DeKALB – Gov. Pat Quinn encouraged Northern Illinois University law graduates to follow in the tradition of the great trial lawyer Abraham Lincoln.
“You will make a difference, whatever that might be," Quinn said.
During his commencement address Saturday at the Convocation Center, Quinn emphasized the importance of ensuring nobody is left out of the opportunity to practice law. He also stressed the importance of higher education, providing justice to military members, and using a law degree to benefit society.
Quinn, who earned his law degree from Northwestern University and has been in public office for 35 years, also recognized state Senator Toi Hutchinson, who received her law degree with the group of 99 students.
Quinn said members of the military have faced danger all over the world, and lawyers can provide justice for them when they return home. He mentioned the difficulty for military members to adjust to civilian life, especially with tasks like finding a job, getting health care and furthering their education.
“All of these are issues that come up, unfortunately,” Quinn said. “They have legitimate grievances, and they need a lawyer to make sure that they receive justice.”
From Quinn’s speech, graduate Isioma Ebiringah said he took away the importance to advocate for those who cannot advocate for themselves.
“I think that’s as much flack as attorneys get in our society,” Ebiringah said. “It’s our duty to uphold the Constitution and protect those who cannot protect themselves.
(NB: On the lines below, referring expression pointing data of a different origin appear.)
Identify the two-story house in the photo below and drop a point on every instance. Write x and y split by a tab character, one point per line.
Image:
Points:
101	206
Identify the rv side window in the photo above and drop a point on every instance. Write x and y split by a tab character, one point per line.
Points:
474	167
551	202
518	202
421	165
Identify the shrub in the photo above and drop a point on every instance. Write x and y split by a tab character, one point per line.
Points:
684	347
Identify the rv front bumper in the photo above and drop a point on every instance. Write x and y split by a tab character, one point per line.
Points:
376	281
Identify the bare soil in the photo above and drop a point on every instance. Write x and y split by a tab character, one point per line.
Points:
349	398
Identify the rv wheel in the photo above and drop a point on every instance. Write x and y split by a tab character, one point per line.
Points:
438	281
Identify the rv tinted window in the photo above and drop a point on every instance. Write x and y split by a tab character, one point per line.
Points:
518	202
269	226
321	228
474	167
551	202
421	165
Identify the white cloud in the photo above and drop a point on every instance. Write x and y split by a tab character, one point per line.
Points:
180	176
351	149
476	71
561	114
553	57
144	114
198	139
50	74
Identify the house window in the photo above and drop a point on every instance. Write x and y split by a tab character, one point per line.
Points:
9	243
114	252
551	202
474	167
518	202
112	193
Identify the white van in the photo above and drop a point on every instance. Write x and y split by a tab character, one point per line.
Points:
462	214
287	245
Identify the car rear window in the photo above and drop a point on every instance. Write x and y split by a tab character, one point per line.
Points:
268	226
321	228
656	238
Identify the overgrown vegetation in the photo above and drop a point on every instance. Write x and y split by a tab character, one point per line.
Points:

Whatever law you practice, we have a job to protect people. I feel his speech pounded on that and he knows we have this ability and we can change our society.”
Quinn said he wants Illinois to be a leader when it comes to helping returning military personnel.
He also said the strongest thing the state can do to improve democracy is to invest in education. Quinn was recently at NIU in April for a Monetary Award Program (MAP) grant rally, to help students afford a college education. He said the opportunity to learn is important, but it must be affordable.
“If we don’t invest in our early childhood, K though 12 and also our community colleges and definitely our four-year universities and our graduate schools, including this law school,” Quinn said, “Illinois will go backward.”
Graduate Peter Fitzgerald said he appreciated how Quinn acknowledged that a college education is a “team effort” of family, friends and other supporters.
“It’s very important you have the vision on how you take your legal education and make a difference,” Quinn said. “Those who are officers of the court … have a special duty to our society.”